On set systems without a simplex-cluster and the Junta method

A family $\{A_{0},\ldots,A_{d}\}$ of $k$-element subsets of $[n]=\{1,2,\ldots,n\}$ is called a simplex-cluster if $A_{0}\cap\cdots\cap A_{d}=\varnothing$, $|A_{0}\cup\cdots\cup A_{d}|\le2k$, and the intersection of any $d$ of the sets in $\{A_{0},\ldots,A_{d}\}$ is nonempty. In 2006, Keevash and Mubayi conjectured that for any $d+1\le k\le\frac{d}{d+1}n$, the largest family of $k$-element subsets of $[n]$ that does not contain a simplex-cluster is the family of all $k$-subsets that contain a given element.

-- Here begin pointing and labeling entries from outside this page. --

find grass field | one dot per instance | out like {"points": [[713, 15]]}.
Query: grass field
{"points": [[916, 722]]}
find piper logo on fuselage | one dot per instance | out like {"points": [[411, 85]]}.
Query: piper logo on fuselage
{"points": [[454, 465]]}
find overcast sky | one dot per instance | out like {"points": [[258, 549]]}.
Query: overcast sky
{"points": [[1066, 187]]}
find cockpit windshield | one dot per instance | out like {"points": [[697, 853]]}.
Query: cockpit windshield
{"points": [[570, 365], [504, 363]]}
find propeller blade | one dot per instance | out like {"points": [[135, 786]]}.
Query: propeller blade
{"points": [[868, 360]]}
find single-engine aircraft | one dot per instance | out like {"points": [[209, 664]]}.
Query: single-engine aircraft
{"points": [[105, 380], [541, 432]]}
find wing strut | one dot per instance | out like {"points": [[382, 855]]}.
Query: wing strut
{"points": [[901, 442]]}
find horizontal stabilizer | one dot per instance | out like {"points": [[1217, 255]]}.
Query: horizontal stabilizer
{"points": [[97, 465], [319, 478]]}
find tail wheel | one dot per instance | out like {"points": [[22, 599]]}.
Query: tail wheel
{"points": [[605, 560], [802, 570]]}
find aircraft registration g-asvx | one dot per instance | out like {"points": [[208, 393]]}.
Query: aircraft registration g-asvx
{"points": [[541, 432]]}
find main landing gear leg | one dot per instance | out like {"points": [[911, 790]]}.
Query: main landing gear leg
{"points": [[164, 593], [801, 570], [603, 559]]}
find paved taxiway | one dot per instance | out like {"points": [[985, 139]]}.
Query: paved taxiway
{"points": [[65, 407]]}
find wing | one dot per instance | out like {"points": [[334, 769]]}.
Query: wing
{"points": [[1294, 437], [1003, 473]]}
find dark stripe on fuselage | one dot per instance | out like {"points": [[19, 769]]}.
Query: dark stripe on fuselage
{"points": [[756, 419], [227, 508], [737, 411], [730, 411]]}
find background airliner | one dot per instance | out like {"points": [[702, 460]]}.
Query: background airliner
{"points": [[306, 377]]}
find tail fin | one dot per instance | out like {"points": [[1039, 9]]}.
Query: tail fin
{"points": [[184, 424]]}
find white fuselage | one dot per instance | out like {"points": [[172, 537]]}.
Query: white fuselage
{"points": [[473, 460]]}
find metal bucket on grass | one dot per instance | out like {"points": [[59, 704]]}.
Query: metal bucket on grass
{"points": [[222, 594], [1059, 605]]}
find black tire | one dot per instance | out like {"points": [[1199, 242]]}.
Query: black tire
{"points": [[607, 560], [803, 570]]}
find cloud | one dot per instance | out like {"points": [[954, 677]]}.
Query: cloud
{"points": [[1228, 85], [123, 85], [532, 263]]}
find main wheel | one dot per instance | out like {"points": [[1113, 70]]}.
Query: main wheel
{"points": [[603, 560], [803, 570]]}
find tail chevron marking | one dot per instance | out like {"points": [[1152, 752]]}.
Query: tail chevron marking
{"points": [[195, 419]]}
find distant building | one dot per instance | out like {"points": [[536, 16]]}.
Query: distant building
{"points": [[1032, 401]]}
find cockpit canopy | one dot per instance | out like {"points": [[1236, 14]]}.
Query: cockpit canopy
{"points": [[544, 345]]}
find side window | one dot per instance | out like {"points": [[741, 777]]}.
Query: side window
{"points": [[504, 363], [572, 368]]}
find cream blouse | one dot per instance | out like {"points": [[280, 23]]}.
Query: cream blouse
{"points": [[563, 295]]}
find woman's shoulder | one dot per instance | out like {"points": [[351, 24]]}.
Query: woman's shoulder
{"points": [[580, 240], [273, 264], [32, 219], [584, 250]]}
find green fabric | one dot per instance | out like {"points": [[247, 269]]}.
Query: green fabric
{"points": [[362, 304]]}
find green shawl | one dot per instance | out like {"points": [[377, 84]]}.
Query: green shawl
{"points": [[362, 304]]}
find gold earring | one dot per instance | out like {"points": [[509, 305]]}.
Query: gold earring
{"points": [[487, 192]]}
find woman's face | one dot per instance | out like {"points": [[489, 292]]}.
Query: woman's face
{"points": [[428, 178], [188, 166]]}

We prove the conjecture for all $k\ge\zeta n$ for an arbitrarily small $\zeta>0$, provided that $n\ge n_{0}(\zeta,d)$. We call a family $\{A_{0},\ldots,A_{d}\}$ of $k$-element subsets of $[n]$ a $(d,k,s)$-cluster if $A_{0}\cap\cdots\cap A_{d}=\varnothing$ and $|A_{0}\cup\cdots\cup A_{d}|\le s$. We also show that for any $\zeta n\le k\le\frac{d}{d+1}n$ the largest family of $k$-element subsets of $[n]$ that does not contain a $(d,k,(\frac{d+1}{d}+\zeta)k)$-cluster is again the family of all $k$-subsets that contain a given element, provided that $n\ge n_{0}(\zeta,d)$. Our proof is based on the junta method for extremal combinatorics initiated by Dinur and Friedgut and further developed by Ellis, Keller, and the author.